Regional Blogs Directory

  • Blogs now organized by city. Blogs listed in Pacific NW Portal’s Regional Blogs Directory are now organized by city of publication, with cities listed in alphabetical order. Seattle, Portland, and Boise naturally have more blogs compared to other cities in their respective states, because they are the region’s biggest population centers.
  • Major directory update. Since the directory was last checked for accuracy from top to bottom, many local progressive blogs have sadly gone dormant or disappeared altogether. We have removed the dead blogs so that only active ones are listed, and added all of the new ones submitted to us. In 2012, we hope to launch an online archive of the deleted blogs so that their authors’ works can remain accessible and available.

State pages

  • Idaho finally has its own page! Idahoans, rejoice. We now have three state pages… including one for the Gem State.
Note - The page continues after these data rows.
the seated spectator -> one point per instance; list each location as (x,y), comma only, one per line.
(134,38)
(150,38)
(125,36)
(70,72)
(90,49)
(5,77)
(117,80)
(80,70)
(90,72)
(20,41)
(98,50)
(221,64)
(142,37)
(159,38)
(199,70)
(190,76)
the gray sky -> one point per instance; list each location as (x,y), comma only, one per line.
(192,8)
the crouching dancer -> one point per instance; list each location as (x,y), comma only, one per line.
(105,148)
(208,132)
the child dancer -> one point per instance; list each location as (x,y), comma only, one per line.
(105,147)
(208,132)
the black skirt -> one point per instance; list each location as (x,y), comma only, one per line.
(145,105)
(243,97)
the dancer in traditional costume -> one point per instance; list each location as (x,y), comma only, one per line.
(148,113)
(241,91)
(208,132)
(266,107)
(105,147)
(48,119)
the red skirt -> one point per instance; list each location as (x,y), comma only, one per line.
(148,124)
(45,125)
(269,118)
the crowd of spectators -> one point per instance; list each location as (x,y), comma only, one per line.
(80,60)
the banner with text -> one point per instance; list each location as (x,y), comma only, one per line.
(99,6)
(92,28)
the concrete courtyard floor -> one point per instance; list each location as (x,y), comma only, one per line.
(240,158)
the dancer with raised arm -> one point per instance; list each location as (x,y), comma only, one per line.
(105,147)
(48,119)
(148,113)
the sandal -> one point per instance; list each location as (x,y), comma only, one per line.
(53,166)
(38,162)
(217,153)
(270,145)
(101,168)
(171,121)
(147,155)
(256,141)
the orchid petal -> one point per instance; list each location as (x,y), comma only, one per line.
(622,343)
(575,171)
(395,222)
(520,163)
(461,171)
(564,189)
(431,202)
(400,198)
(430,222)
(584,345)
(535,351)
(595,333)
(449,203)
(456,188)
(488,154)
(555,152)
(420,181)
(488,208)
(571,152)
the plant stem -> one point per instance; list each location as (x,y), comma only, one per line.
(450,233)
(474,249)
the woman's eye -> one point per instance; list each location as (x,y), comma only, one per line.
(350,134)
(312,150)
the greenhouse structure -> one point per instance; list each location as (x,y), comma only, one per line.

The Idaho Digest, which has been a planned addition for a very long time, has joined the Washington Outlook and Oregon Bulletin, with all the same features.
  • Syndicated blogs moved to state pages. All syndicated blogs may now be found on our state pages. Eight progressive blogs are now syndicated for each state, for a total of twenty-four. New posts from syndicated blogs also appear in chronological order with posts from other progressive and traditional media sources on Breaking Now and the front page.
  • Expanded newswires. Next to the syndicated blogs on each state page is the Newswire for that state, which presents the latest stories about state-level politics published by traditional media sources, including newspapers, radio stations, and television networks. Sophisticated filters ensure that the Newswires only contain political stories.
  • More and better local newsfeeds. State pages now have a total of seven local newsfeeds each. The ten most recent stories indexed are shown for each state’s largest city (Seattle, Portland, Boise) while four stories are shown for the other cities. Stories from all twenty-one cities also appear on the front page under the Local column.

Recommended browsers

Pacific NW Portal is best experienced using a modern browser. We have thoroughly tested the new Portal in all of the latest versions of the leading major browsers:

  • Firefox 9 (Firefox is, in our opinion, still the best browser out there, despite strong competition. We highly recommend both the desktop version for Windows, Mac, and GNU/Linux, as well as Firefox Mobile for Android).
  • Internet Explorer 9 (The Portal also works in Internet Explorer 8, but unfortunately IE 8 is missing support for some of the site’s more advanced features. Those will degrade gracefully if you’re using IE 8).
  • Chromium 18 (Note that we recommend against using Google Chrome for privacy reasons. Chrome = Chromium + proprietary Google software designed to track user behavior. To enjoy Chrome without being spied on, use a non-Google build of Chromium like ChromePlus).
  • Opera 11.60 (Desktop only, please note that Pacific NW Portal 5 looks very broken in Opera Mini. We advise sticking to your native browser if you are an iPhone, Windows Phone 7+, or BlackBerry OS 6.0+ user. If you are an Android user, we recommend Firefox for Mobile).
  • Safari 5 (Note that some features do not work optimally in Safari; however, there are no showstopping bugs you need to worry about).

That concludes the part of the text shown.